Нафталинцев смеется и внезапно умолкает. Мимо нас проходит полуротный, прапорщик Извеков, здоровый молчаливый детина в романовском полушубке. Нафталинцев кивает нам головой и идет за ним.
– Прапорщик, – доносится до нас его голос, не утративший штатской изнеженности, – ссудите-ка мне вашего очаровательного кепстена.
Куриленко подмигивает мне.
– Слыхал? – говорит он. – Ротный из анархистов, он и книжки давал мне.
Таясь, Куриленко вытаскивает из-под шинели желтенькую брошюру.
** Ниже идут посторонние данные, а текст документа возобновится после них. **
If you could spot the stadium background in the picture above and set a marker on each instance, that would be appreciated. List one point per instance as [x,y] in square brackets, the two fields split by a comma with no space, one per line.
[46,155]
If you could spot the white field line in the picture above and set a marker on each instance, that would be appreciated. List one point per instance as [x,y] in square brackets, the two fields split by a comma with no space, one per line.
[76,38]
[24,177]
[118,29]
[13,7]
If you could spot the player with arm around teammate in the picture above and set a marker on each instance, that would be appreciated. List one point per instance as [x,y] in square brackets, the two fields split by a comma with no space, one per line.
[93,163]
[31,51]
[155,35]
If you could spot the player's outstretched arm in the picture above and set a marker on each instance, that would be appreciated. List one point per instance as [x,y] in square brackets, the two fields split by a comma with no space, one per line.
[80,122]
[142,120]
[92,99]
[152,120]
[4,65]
Я читаю: «Жан Грав. Умирающее общество».
– Куриленко, – сурово говорю я, – нам с анархистами не по пути. Толпа революции не сделает, нужна организация, дисциплина.
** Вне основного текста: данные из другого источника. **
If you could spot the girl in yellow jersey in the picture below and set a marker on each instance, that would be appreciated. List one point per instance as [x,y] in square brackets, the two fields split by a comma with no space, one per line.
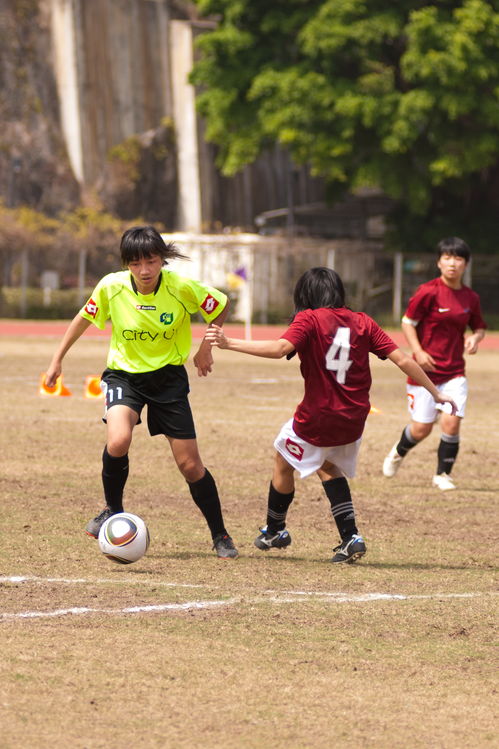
[150,308]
Тотчас я понял, что сделал ошибку, сказав это слово. И вообще мне надо собраться с мыслями, я не приготовлен к нападению с этой стороны. Извольте в окопах, под вражескими пулями, сколачивая из полуграмотных солдат социал-демократический кружок, вести идейные дискуссии с анархистами! Я с досадой подумал об учителях моих, Кипарисове и Стамати, которые не догадались подготовить меня к такому случаю. «Их бы сюда», – сердито думал я, выбирая ноги из лужи и стараясь вспомнить два-три аргумента посолидней из Плеханова или из Кипарисова.
– Дисциплина? – неприятно улыбаясь, сказал Куриленко. – Ты с ним поговори. Я необразованный.
Ротный вправду стал часто приходить к нам. Пользуясь затишьем на участке, всякий день он усаживался против меня на корточках и, приладив длинное туловище к стене окопа, заводил разговор. Он ценил во мне образованного слушателя.
– Молодой человек, – говорил он, – вы не причастны к литературе? Жаль! Вернувшись в тыл, вы могли бы издать наши разговоры под названием: «Беседы на корточках».
Он стряхивал пепел с австрийской сигареты, добытой в атаке.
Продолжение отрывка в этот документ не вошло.